He stood and watched the car disappear up the Drive. What delicious
irony! A month of gruelling, ceaseless toil that had been vain,
futile, useless--and the key, when he was not looking for it,
unexpectedly, through no effort of his, was thrust into his hand--
No.15,836!

Jimmie Dale, the gently ironic smile still on his lips, those slim,
supersensitive fingers of his subconsciously noting that the texture
of the envelope was the same as she always used, retraced his steps
to the sidewalk.

"Number fifteen thousand eight hundred and thirty-six," said Jimmie
Dale aloud--and halted at the curb as though rooted to the spot. It
sounded strangely familiar, that number! He repeated it over again
slowly: "One-five-eight-three-six." And the smile left his lips,
and upon his face came the look of a chastened child. She had used
a duplicate plate! Fifteen thousand eight hundred and thirty-six
was the number of one of his own cars--his own particular runabout!

For a moment longer he stood there, undecided whether to laugh or
swear, and then his eyes fastened mechanically on the envelope he
was twirling in his fingers. Here, at least, was something that was
not elusive; that, on the contrary, as a hundred others in the past
had done, outlined probably a grim night's work ahead for the Gray
Seal! And, if it were as those others had been, every minute from
the moment of its receipt was precious time. He stepped under the
nearest street light, and tore the envelope open.

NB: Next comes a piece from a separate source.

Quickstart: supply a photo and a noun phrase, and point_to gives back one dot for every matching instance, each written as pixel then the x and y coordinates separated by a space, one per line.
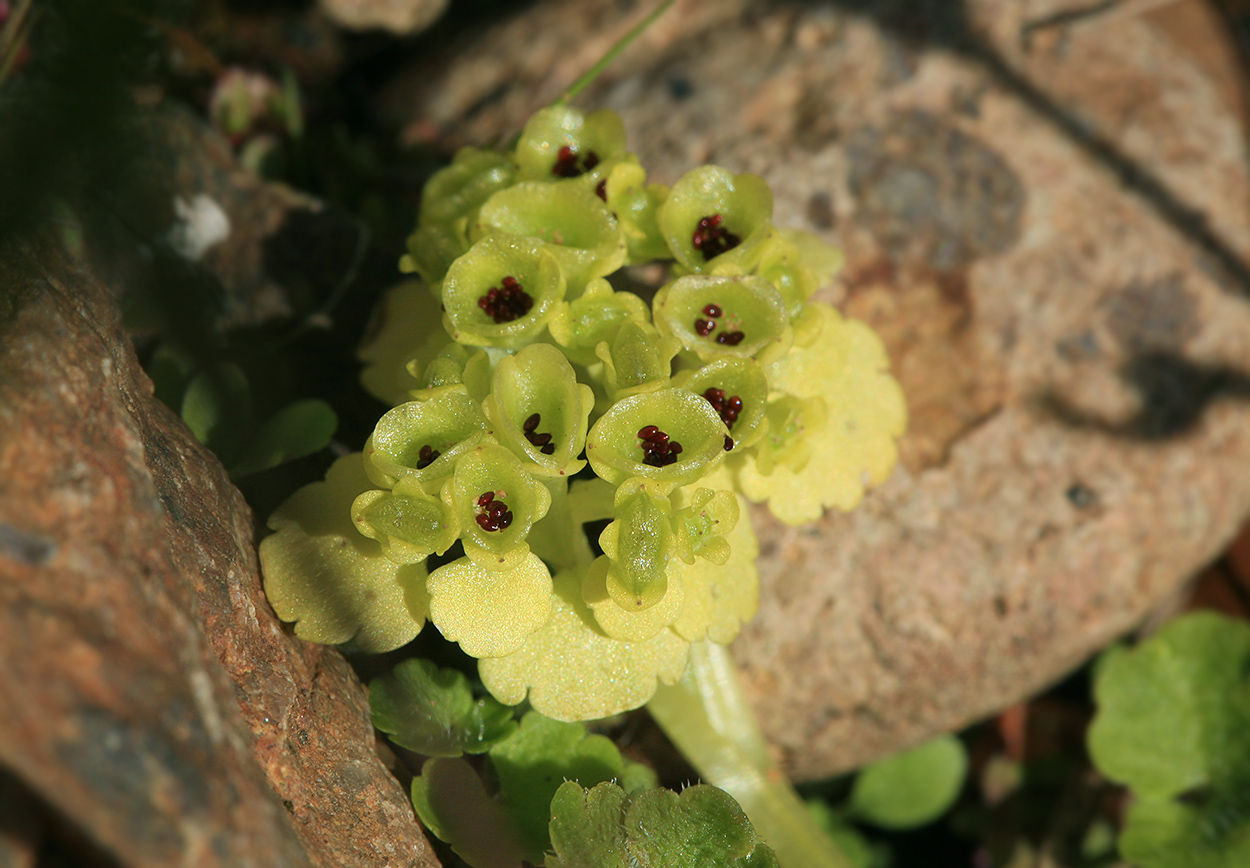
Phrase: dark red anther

"Dear Philanthropic Crook," it began--and then followed two closely
written pages. Jimmie Dale read them, his lips growing gradually
tighter, a smouldering light creeping into his dark eyes, and once
he emitted a short, low whistle of consternation--that was at the
end, as he read the post-script that was heavily underscored: "Work
quickly. They will raid to-night. Be careful. Look out for Kline,
he is the sharpest man in the United States secret service."

For a brief instant longer, Jimmie Dale stood under the street lamp,
his mind in a lightning-quick way cataloguing every point in her
letter, viewing every point from a myriad angles, constructing,
devising, mapping out a plan to dove-tail into them--and then Jimmie
Dale swung on a downtown bus. There was neither time nor occasion
to go home now--that marvellous little kit of burglar's tools that
peeped from their tiny pockets in that curious leather undervest,
and that reposed now in the safe in his den, would be useless to him
to-night; besides, in the breast pocket of his coat, neatly folded,
was a black silk mask, and, relics of his role of Larry the Bat, an
automatic revolver, an electric flashlight, a steel jimmy, and a
bunch of skeleton keys, were distributed among the other pockets of
his smart tweed suit.

Jimmie Dale changed from the bus to the subway, leaving behind him,
strewn over many blocks, the tiny and minute fragments into which he
had torn her letter; at Astor Place he left the subway, walked to
Broadway, turned uptown for a block to Eighth Street, then along
Eighth Street almost to Sixth Avenue--and stopped.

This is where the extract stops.